Assassino Atemporal

Capítulo 956

Assassino Atemporal

(Enquanto isso, em outros mundos da Facção Righteous, POV de Civis Comuns)

Nos incontáveis mundos governados pela Facção Righteous, a transmissão ao vivo da execução continuava sem interrupções, projetada tanto em grandes telas públicas quanto em retransmissões orbitais e nos aparelhos domésticos, enquanto trilhões de cidadãos testemunhavam um momento que certamente iria silenciar e desmoronar de forma irrevogável sua confiança na ordem que cresceram acreditando.

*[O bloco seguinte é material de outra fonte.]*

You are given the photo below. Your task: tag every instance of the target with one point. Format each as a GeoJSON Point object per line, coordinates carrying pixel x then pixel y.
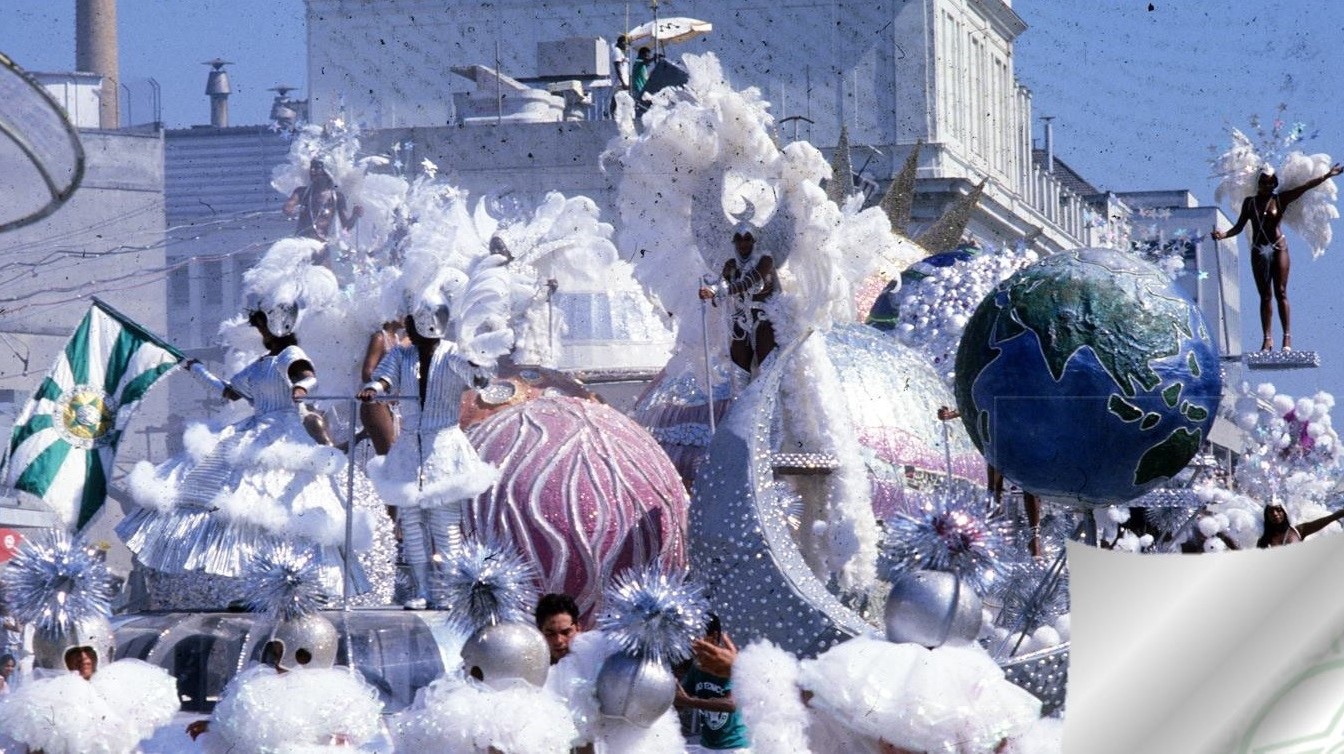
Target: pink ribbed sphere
{"type": "Point", "coordinates": [585, 493]}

A princípio, a incredulidade predominou.

Ao verem Leo subir na plataforma de execução e romper a primeira corrente, algo invisível, mas profundamente enraizado, começou a se partir na mente coletiva deles, enquanto a imagem de autoridade absoluta da Righteous vacilava sob o peso de uma realidade inquestionável.

*Suspiros*

*Murmúrios*

*Conversas abafadas*

Suspiros e vozes baixas corriam entre as multidões e nas salas de estar privadas, incertas, enquanto olhares permaneciam fixos na tela.

"O que está acontecendo...?"

"Alguém me diga que o Culto do Mal não vai mesmo conseguir sucesso."

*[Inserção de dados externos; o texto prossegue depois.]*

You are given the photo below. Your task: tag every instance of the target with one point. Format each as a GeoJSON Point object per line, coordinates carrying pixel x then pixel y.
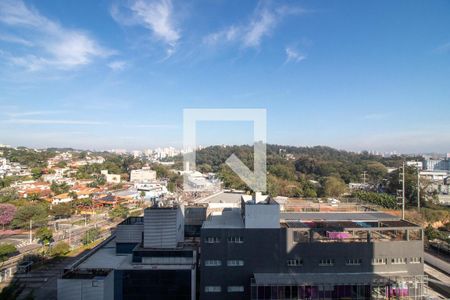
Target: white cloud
{"type": "Point", "coordinates": [292, 55]}
{"type": "Point", "coordinates": [264, 20]}
{"type": "Point", "coordinates": [15, 40]}
{"type": "Point", "coordinates": [53, 45]}
{"type": "Point", "coordinates": [444, 48]}
{"type": "Point", "coordinates": [156, 16]}
{"type": "Point", "coordinates": [117, 65]}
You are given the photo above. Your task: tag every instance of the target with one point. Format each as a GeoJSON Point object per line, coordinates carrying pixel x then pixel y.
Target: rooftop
{"type": "Point", "coordinates": [222, 198]}
{"type": "Point", "coordinates": [229, 218]}
{"type": "Point", "coordinates": [337, 216]}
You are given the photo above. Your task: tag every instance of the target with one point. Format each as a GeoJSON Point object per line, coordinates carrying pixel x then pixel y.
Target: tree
{"type": "Point", "coordinates": [8, 194]}
{"type": "Point", "coordinates": [63, 210]}
{"type": "Point", "coordinates": [60, 249]}
{"type": "Point", "coordinates": [90, 236]}
{"type": "Point", "coordinates": [61, 164]}
{"type": "Point", "coordinates": [394, 184]}
{"type": "Point", "coordinates": [334, 187]}
{"type": "Point", "coordinates": [119, 212]}
{"type": "Point", "coordinates": [36, 173]}
{"type": "Point", "coordinates": [6, 250]}
{"type": "Point", "coordinates": [73, 195]}
{"type": "Point", "coordinates": [7, 213]}
{"type": "Point", "coordinates": [58, 189]}
{"type": "Point", "coordinates": [44, 235]}
{"type": "Point", "coordinates": [35, 212]}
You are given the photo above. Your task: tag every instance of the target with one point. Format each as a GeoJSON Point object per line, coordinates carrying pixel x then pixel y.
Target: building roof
{"type": "Point", "coordinates": [104, 258]}
{"type": "Point", "coordinates": [222, 198]}
{"type": "Point", "coordinates": [337, 216]}
{"type": "Point", "coordinates": [229, 218]}
{"type": "Point", "coordinates": [321, 278]}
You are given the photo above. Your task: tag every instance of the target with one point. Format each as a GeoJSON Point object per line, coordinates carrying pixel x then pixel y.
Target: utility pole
{"type": "Point", "coordinates": [403, 192]}
{"type": "Point", "coordinates": [364, 177]}
{"type": "Point", "coordinates": [418, 188]}
{"type": "Point", "coordinates": [31, 234]}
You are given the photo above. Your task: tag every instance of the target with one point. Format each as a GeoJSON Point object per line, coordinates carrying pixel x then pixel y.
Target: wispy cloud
{"type": "Point", "coordinates": [157, 16]}
{"type": "Point", "coordinates": [262, 23]}
{"type": "Point", "coordinates": [293, 55]}
{"type": "Point", "coordinates": [161, 126]}
{"type": "Point", "coordinates": [33, 113]}
{"type": "Point", "coordinates": [52, 44]}
{"type": "Point", "coordinates": [376, 116]}
{"type": "Point", "coordinates": [52, 122]}
{"type": "Point", "coordinates": [117, 65]}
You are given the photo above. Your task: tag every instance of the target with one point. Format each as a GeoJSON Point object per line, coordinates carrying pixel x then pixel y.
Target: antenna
{"type": "Point", "coordinates": [401, 192]}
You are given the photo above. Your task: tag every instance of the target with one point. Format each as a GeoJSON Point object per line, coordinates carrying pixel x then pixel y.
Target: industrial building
{"type": "Point", "coordinates": [256, 252]}
{"type": "Point", "coordinates": [253, 251]}
{"type": "Point", "coordinates": [147, 258]}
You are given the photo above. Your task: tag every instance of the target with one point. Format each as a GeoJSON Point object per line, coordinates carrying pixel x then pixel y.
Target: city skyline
{"type": "Point", "coordinates": [105, 75]}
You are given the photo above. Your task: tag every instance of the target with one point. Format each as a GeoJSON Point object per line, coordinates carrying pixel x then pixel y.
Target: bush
{"type": "Point", "coordinates": [60, 249]}
{"type": "Point", "coordinates": [90, 236]}
{"type": "Point", "coordinates": [6, 250]}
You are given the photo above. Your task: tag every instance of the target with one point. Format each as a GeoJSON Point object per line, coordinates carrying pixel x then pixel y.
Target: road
{"type": "Point", "coordinates": [437, 263]}
{"type": "Point", "coordinates": [438, 272]}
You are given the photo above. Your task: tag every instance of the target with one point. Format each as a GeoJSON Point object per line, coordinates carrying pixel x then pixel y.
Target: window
{"type": "Point", "coordinates": [301, 236]}
{"type": "Point", "coordinates": [235, 263]}
{"type": "Point", "coordinates": [235, 239]}
{"type": "Point", "coordinates": [295, 262]}
{"type": "Point", "coordinates": [326, 262]}
{"type": "Point", "coordinates": [398, 261]}
{"type": "Point", "coordinates": [235, 288]}
{"type": "Point", "coordinates": [213, 263]}
{"type": "Point", "coordinates": [379, 261]}
{"type": "Point", "coordinates": [212, 240]}
{"type": "Point", "coordinates": [213, 289]}
{"type": "Point", "coordinates": [415, 260]}
{"type": "Point", "coordinates": [353, 261]}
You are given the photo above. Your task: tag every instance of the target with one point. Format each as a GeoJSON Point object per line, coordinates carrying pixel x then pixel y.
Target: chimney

Mas ninguém dava resposta, porque ninguém podia.

Apesar de trilhões deles rezarem para que o Culto fracassasse, o fato permanecia: Leo continuava livre, sem ser desafiado ou enfrentado, enquanto nenhum inimigo divino descia do céu para corrigir a situação.

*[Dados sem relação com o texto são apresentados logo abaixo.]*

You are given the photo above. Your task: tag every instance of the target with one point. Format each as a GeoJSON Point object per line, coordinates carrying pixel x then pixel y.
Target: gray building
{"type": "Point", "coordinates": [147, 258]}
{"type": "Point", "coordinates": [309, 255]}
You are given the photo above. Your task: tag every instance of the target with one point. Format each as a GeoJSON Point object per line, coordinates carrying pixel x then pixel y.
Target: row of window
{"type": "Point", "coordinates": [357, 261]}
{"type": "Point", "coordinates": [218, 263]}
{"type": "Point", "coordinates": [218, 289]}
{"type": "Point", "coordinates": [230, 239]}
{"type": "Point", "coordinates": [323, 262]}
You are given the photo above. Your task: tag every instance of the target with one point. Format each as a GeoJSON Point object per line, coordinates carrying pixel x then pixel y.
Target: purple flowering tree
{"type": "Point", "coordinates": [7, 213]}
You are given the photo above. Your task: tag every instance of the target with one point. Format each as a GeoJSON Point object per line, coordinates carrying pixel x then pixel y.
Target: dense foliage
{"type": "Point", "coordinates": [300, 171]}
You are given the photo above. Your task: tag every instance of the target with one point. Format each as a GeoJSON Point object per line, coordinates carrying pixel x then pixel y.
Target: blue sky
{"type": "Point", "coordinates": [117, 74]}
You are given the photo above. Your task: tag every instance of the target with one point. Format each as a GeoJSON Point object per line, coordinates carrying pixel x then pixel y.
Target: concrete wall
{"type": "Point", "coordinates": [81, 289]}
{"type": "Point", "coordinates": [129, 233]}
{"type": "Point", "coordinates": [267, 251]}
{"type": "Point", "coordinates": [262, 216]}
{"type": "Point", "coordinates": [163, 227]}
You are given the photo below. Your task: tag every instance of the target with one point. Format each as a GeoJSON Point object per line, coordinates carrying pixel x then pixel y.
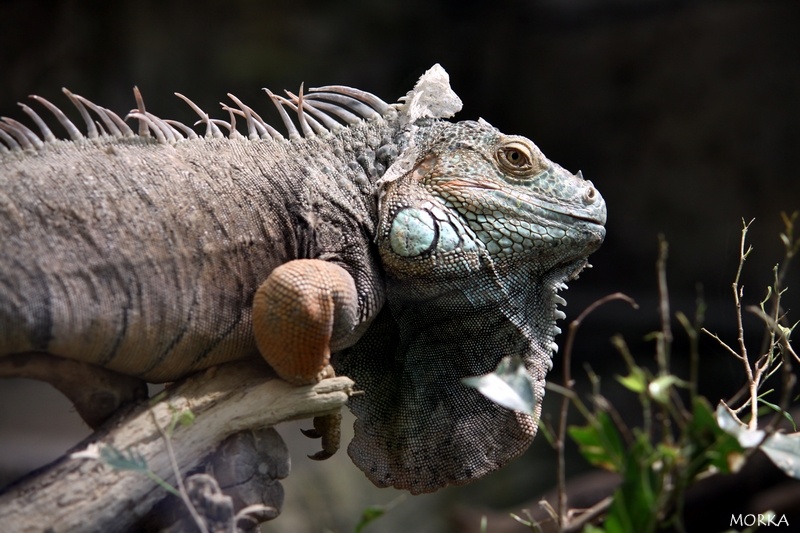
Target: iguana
{"type": "Point", "coordinates": [406, 250]}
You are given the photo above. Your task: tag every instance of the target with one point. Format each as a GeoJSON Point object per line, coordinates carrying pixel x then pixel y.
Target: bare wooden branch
{"type": "Point", "coordinates": [78, 493]}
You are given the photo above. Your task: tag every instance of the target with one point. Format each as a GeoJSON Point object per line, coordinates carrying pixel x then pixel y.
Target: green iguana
{"type": "Point", "coordinates": [405, 250]}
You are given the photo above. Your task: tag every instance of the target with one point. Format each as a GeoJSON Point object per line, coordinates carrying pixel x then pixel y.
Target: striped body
{"type": "Point", "coordinates": [143, 258]}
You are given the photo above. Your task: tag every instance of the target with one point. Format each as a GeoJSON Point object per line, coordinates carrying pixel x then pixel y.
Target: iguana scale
{"type": "Point", "coordinates": [406, 250]}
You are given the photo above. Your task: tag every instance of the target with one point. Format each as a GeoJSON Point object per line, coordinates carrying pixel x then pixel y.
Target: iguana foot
{"type": "Point", "coordinates": [327, 428]}
{"type": "Point", "coordinates": [95, 392]}
{"type": "Point", "coordinates": [303, 307]}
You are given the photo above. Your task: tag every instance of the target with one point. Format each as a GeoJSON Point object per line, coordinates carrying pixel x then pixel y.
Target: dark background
{"type": "Point", "coordinates": [685, 115]}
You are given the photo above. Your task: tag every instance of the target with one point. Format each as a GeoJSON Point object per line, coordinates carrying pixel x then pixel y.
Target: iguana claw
{"type": "Point", "coordinates": [327, 428]}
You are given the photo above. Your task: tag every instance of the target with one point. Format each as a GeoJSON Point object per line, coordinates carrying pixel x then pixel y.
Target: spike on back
{"type": "Point", "coordinates": [326, 109]}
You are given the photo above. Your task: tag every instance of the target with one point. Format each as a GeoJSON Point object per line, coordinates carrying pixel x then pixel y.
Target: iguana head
{"type": "Point", "coordinates": [478, 199]}
{"type": "Point", "coordinates": [478, 231]}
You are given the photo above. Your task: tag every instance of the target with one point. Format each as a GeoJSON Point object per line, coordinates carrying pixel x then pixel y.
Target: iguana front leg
{"type": "Point", "coordinates": [302, 309]}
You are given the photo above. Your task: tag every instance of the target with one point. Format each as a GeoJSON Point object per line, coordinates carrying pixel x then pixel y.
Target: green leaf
{"type": "Point", "coordinates": [635, 503]}
{"type": "Point", "coordinates": [510, 385]}
{"type": "Point", "coordinates": [711, 445]}
{"type": "Point", "coordinates": [784, 451]}
{"type": "Point", "coordinates": [635, 381]}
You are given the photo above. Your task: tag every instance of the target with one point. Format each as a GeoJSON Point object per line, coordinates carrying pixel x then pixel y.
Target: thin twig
{"type": "Point", "coordinates": [569, 385]}
{"type": "Point", "coordinates": [176, 471]}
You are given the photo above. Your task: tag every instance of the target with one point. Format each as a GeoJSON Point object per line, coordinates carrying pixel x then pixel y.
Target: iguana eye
{"type": "Point", "coordinates": [515, 158]}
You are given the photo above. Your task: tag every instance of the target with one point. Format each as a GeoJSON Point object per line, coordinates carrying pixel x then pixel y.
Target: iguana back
{"type": "Point", "coordinates": [160, 253]}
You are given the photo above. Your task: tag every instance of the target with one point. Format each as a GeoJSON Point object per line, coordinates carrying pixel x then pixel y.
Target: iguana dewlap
{"type": "Point", "coordinates": [405, 250]}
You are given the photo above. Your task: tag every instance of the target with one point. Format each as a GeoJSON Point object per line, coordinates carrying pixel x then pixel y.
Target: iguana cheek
{"type": "Point", "coordinates": [412, 233]}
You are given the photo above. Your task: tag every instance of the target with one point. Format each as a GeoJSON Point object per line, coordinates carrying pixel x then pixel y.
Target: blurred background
{"type": "Point", "coordinates": [684, 114]}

"Será que isso é o fim da ordem universal como a conhecíamos?"

Não era mais uma ideia dramática, mas uma lógica, à medida que um padrão perturbador começava a emergir a cada segundo, corroendo a certeza enquanto a execução prosseguia sem qualquer intervenção.

Por que ninguém o impedia?

Soron era apenas um Deus.

Leo era apenas um guerreiro.

E, mesmo assim, eles tinham destruído uma execução supervisionada pelo próprio Governo Universal, rompendo formações de elite que deveriam ser intocáveis, inabaláveis e definitivas.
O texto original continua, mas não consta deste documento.